I used to believe that if I was ill, and in hospital, I would sit by the side of my bed, dressed: until I got real.

Being ill sometimes means my nightwear gets changed because it’s been worn 24/7, and it’s beginning to smell.

Being ill means my sick-bed multi-tasks as a library, of books I want to read, but don’t have the concentration for. A roving dog bed, as snoring Kyra and I dance round the space. An observatory, as I delight at the wind blowing through the neighbour’s pine tree, it’s jostling branches playing a frantic game of tag. It also becomes a rubbish bin for tissues and other detritus.

Being ill is a challenging process on all levels, it’s different every time and we all navigate that as best as we can.

I am not in hospital, but I am ill.

I thought I would share some ideas, including Alexander Technique ones, that are helping me. They are not earth shattering. They come into my full focus and then wane. I do what I can. It takes perseverance.  They are not a panacea but they bring me joy.  They help me remember there’s more to life than feeling ill. They may give you some ideas to try out when you are ill?
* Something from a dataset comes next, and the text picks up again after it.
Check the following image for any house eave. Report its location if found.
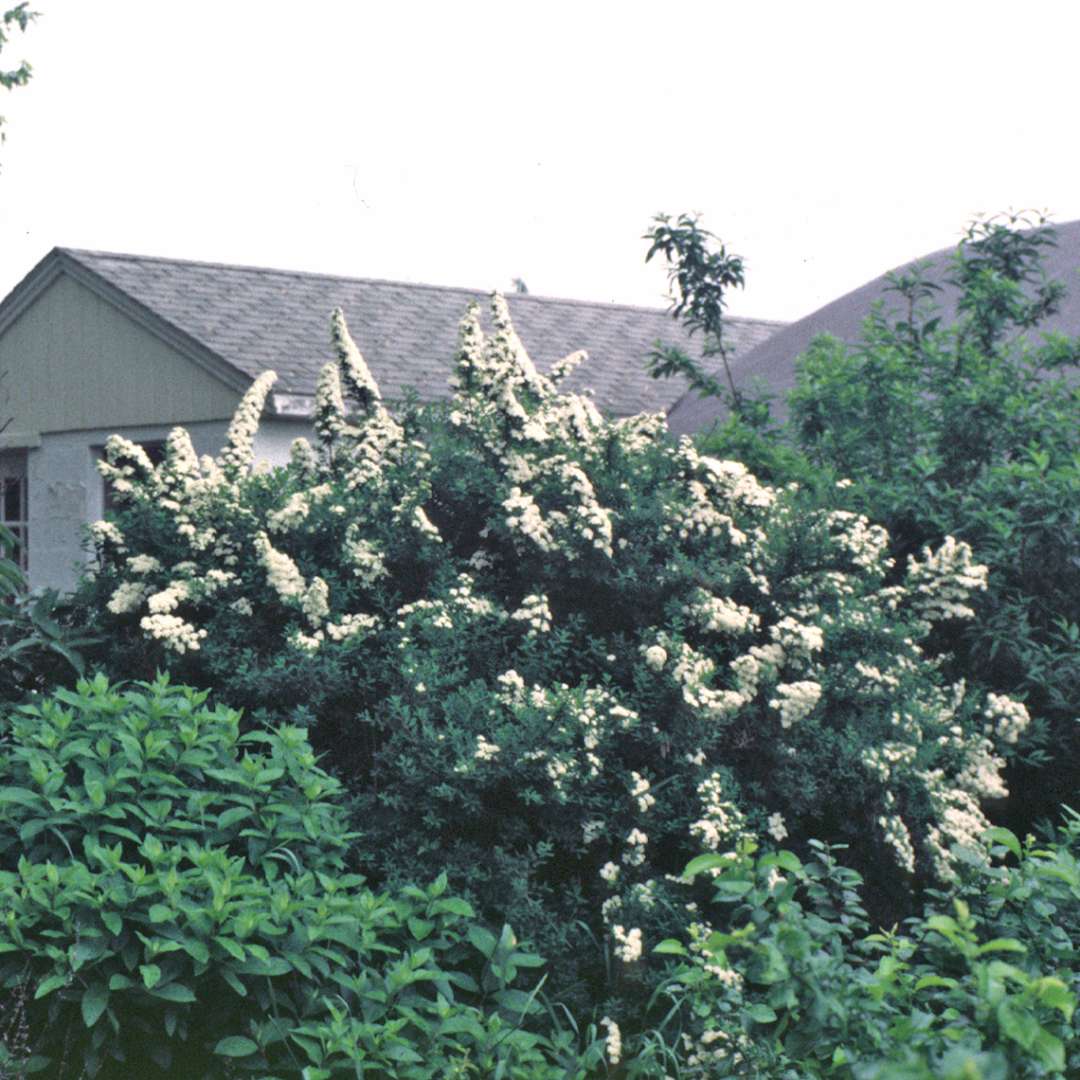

Even one will change the experience.

The root of my problem (literally) has been a tooth infection that spread and is ongoing. Sometimes all I can manage is to let my body get on with it. Other times:

  • I notice myself in my environment, what is around me, sensing what is behind me (without looking) and that helps me be in the present moment. It calms me and placates my need to be well.
  • I observe my body, where it is attempting to brace and hold against the unknown invader . My teeth, jaw, face and neck regularly take on a defensive role. Softening my eyes reduces strain and pain. Releasing the inside of my mouth into length and width ripples through my body, my shoulders drop and I breathe more deeply.
  • Noticing pain free areas rather than painful areas also helps break a cycle that feeds the pain.
  • I am remembering to balance rest with activity. I regularly take a walk round the house and garden. I have been exploring a few things as I do that such as:

Noticing my breathing as I move.

What happens if I breathe out when I stand up?

What happens if I take a breath in?

What happens when I don’t change my breathing and think crown away from feet as I stand?

What differences can I feel under my feet as I move from one surface to another, from carpet to wooden floor to stone to lawn?

I observe my reluctance to lay down in the day time. I remind myself of my niece as a baby, when she had not yet learned how to sooth herself to sleep, and she struggled with that transition from wakefulness to rest. However, through resisting rest, on laying down, I discover I have created pain. I rest, letting go of the effort of being upright, and as I release into semi supine it brings ease and relief from pain. My body thanks me. There’s a work in progress for me here as I challenge beliefs around this resistance and honour the need to sleep.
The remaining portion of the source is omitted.